L’isola l’ho capita
quando l’ho lasciata
galleggiando su quell’acqua
a cui lei è ancorata.
Le sue luci da lontano,
sempre più fioche al proseguir
della mia rotta,
erano nient’altro che le vite
che avrei potuto vivere,
le strade che avrei potuto calcare
e le visioni che avrei incontrato su di esse.
Invece no.
I suoi contorni, lineamenti frastagliati
come una chioma d’ulivo,
al mio allontanarmi m’indicavano
gli intagli, i graffi che portava,
nient’altro che i cammini da me percorsi.
Allora vidi i momenti che parevan persi
ma erano il vero me,
e le mie corse
per cercare nella città
angoli che mi parevan nulla
ma erano tutta la storia che lì ho lasciato.

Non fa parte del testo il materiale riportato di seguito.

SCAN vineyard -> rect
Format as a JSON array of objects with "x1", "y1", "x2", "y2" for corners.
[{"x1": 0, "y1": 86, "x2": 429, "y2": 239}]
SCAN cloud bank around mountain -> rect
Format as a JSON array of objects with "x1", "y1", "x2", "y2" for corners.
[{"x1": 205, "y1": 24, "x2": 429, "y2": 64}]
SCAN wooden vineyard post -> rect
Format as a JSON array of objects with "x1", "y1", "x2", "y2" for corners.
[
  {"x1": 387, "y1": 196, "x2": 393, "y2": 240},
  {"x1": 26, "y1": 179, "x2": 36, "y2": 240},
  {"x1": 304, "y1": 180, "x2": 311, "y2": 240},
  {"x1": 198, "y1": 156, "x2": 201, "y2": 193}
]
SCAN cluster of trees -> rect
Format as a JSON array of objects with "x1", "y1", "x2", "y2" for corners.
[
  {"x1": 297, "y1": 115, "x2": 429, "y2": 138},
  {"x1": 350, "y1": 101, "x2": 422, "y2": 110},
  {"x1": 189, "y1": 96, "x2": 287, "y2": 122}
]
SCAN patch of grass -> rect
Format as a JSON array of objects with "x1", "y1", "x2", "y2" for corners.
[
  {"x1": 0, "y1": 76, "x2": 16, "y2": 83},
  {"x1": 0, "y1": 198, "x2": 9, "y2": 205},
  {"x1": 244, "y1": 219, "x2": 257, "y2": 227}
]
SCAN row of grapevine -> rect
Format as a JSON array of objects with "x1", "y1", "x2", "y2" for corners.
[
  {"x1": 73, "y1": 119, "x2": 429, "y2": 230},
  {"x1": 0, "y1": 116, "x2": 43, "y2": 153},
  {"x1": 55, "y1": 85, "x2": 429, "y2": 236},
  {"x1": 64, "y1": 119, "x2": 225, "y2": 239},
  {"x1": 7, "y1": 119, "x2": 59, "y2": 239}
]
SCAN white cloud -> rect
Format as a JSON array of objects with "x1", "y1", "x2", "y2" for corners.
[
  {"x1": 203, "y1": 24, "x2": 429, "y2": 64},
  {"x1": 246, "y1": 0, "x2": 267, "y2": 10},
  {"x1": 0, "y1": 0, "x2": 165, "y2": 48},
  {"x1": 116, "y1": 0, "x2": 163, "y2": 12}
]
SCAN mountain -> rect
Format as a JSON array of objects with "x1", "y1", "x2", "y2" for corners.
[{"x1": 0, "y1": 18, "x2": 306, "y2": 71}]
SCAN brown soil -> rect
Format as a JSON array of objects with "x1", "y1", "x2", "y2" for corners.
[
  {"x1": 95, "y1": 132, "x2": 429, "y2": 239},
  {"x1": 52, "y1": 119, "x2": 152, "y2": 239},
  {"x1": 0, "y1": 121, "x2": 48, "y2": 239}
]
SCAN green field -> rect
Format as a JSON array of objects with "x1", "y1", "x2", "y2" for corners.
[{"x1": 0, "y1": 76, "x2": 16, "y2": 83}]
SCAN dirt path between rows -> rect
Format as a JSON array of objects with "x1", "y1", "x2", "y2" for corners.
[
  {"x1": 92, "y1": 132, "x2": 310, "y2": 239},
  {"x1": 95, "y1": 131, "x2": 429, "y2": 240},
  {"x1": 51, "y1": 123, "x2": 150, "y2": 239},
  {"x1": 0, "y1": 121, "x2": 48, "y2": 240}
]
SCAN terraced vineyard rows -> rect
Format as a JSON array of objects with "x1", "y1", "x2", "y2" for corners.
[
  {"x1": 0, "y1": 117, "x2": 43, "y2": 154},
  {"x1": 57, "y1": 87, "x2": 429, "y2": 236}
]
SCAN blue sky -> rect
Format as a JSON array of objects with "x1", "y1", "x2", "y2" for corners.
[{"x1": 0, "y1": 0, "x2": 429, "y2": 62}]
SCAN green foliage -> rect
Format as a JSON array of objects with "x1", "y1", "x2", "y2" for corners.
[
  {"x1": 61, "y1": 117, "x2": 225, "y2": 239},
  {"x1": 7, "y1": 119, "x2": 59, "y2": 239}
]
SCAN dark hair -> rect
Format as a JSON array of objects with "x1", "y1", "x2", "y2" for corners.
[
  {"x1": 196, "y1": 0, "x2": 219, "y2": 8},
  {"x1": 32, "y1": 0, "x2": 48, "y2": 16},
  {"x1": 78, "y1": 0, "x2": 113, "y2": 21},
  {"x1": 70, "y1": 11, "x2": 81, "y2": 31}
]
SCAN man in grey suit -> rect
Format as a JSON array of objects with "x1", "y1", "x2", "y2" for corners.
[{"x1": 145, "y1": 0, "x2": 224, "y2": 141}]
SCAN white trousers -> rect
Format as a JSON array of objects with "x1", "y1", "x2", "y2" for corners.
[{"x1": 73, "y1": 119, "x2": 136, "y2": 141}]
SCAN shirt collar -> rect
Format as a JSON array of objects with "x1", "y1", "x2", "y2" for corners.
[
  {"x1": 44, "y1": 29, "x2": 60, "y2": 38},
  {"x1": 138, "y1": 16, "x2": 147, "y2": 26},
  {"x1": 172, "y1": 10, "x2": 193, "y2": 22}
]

Alla ricerca di me stesso:
chi ha la fortuna di non farlo?
e alla scoperta che la mia natura
è quella di esse perso,
del ricercare,
che non esiste nel mondo del certo
del respirare,
che è ricerca continua di nuova aria
del raccontare,
che è ricerca di linee nuove nel vissuto e nel futuro,
è allontanarsi dall’isola e scoprirne nuove luci.
Ho capito l’isola solo quando l’ho lasciata in nave.